If you have been reading any of my other posts, by now you have figured out I am “stuck” on naming conventions and consistency, but if you open ANY load package, they all look the same, so lets walk through the parts.
- Selecting the parent audit key from the audit table (max key for “master” for successful_processing_ind is null)
- Insert a new row into the audit table (VARIABLES for everything in the insert)…This is cut-paste for any package.
There is a second sql statement that then selects the max audit-key for the @tablename that we just inserted a row for (this is what we will stamp on ALL rows affected by this load) - This will select the package start-time from the audit table row. This will be used for the rec-mod/rec-create dates in ALL rows affected by this load. We are effectively going to tie all of the data in the warehouse back to a specific audit row, and a specific execution time. If data needs to be backed out due to source issues or otherwise, all rows affected by the run, all have the same time.
- Using a scripting task, (same result as using an expression build in bi-express product if you have that). This task sets SQL statement variables that will be executed before (and after) the load.
- Executes the count sql statement just built by the scripting task by using the table-name variables in the package.
- Executes the select max surrogate key sql stmt built by the scripting task using the table-name (or if this is a fact table, we select the max audit-key)… this is to capture with absolute certainty the starting point of the load
- This is the ONLY unique thing in this package. EVERYTHING else is driven by the variables and dynamic SQL.
- Executes the count sql statement just built by the scripting task by using the table-name variables in the package.

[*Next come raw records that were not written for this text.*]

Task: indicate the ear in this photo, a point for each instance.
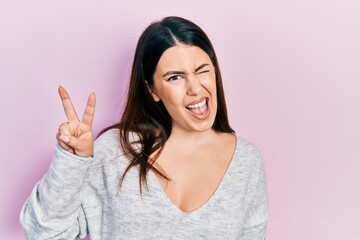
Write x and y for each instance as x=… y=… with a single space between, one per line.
x=152 y=92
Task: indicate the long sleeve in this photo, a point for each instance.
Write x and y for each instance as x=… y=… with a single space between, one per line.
x=53 y=210
x=257 y=214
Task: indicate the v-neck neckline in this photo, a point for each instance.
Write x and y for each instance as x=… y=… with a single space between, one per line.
x=206 y=203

- Update stats (this is for dimension loads only) the fact table stats/index’s are maintained by a nightly script, that is too large to run at load-time
- Update the audit row, set the end-time, and success-ind
Conclusion
There are many reasons for consistency… audit and maintainability is a major benefit. The audit will produce a row in an audit table that you can tie ANY row in the warehouse (dimension or fact) back to the specific execution of a package. The audit table will give you execution times for packages (which is very useful to monitor ongoing load-times and bottlenecks). It may seem like a lot of work up-front (it really is not), and since all of the infrastructure is driven by dynamic sql, and variables, there is nothing (other than changing the values in variables) that needs to be created to maintain a consistent audit process.
Great one Stef!
I am glad I came across this, it was very, very helpful in explaining the process.